A dupla condição que envolve o sujeito negro na escola — ser negro e ser pobre —
explica o por que estudar com bolsa, e com dificuldade, em escolas pagas, entre
diferentes e sendo diferente em função da cor. A luta e a consciência ou, então, a
submissão e o paternalismo tornam-se parte do cotidiano do sujeito negro e, em ambos
os casos, o negro é posto diante de si mesmo e do outro — o branco —; descobre aí, as
possibilidades de uma identidade própria ou de sua negação.
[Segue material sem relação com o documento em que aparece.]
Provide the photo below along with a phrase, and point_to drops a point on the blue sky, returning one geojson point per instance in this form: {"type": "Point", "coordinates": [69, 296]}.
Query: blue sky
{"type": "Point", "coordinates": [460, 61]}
O cotidiano escolar, que ignora as questões de raça e gênero (Faria Fº, Valentim),
demonstra a existência da desqualificação pela condição racial e opera em conjunto com
os mecanismos de classe:
Ninguém nasce 'feito' ou 'pronto', mas é feito nas relações de produção, de raça e de
gênero. Nestas relações são formados o trabalhador e o burguês, o negro e o branco, o
amarelo, o homem e a mulher. (p. 150)
Daí que, retomando os dados do Quadro I, sobre grau de instrução, apesar do pequeno
universo aqui tratado, não ser sem expressão e significado o caminho compartilhado e
percorrido pelos sujeitos negros — dos mais velhos aos mais moços —, revela aí, uma
tomada de posição, uma conquista e a possibilidade de uma consciência mais ativa.
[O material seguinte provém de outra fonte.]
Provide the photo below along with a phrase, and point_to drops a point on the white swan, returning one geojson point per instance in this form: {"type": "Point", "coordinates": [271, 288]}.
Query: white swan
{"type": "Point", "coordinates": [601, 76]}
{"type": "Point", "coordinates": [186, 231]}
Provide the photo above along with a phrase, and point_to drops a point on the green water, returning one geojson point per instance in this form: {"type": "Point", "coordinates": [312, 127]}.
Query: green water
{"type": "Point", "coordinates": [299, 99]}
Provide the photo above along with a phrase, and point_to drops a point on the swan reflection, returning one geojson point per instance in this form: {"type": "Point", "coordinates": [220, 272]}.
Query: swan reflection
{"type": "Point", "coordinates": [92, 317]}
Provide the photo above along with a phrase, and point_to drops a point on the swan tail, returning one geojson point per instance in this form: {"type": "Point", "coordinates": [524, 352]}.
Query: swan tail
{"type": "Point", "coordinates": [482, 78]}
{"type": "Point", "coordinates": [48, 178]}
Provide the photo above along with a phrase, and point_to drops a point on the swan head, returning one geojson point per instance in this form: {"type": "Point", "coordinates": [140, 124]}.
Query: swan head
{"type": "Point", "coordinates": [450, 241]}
Entendo que no fato de ter saído desse limbo social a que foi compelido, dominando
uma língua em cuja evolução no Brasil entram tantos termos e expressões pejorativas ao
negro, amoldam-se às instituições sociais que se beneficiaram de sua exclusão;
assimilando atitudes e dominando procedimentos formulados para dominá-lo;
incorporando-se ao trabalho livre e seus benefícios, que se instauraram com a sua
marginalização, com o acesso penosamente aberto ao campo das artes e, ainda mais
penosamente, aos meios da intelectualidade e da política — com sua presença ativa,
eficiente e rigorosamente equivalente à do branco é que o negro se vem credenciando ao
reconhecimento nacional como integrante legítimo e eficiente da sociedade nacional. E
não só isso, mas também um integrante social até mesmo imprescindível porque de sua
atuação passa a depender muito, à luz das conquistas já obtidas pelo negro —
recentemente também no texto constitucional —, a emergência do potencial
democrático de uma sociedade que experimentou a condição de colônia e praticou a
escravidão. Numa tal sociedade está contido o acervo inestimável dessas experiências
utilizáveis na superação de deficiências atuais com vistas à conquista de um futuro
histórico mais harmonioso e criativo. (op. cit., pp. 4-5)
ABSTRACT: This article discusses the childhood and schooling of men and women of
different ages, living in the city of São Paulo. They all share one common factor - being
black and, as such, share the trajectory of their families, once merged in the same space
of colour and race. Thereof come challenges and conquests in terms of the social
positions that these families have at the present moment.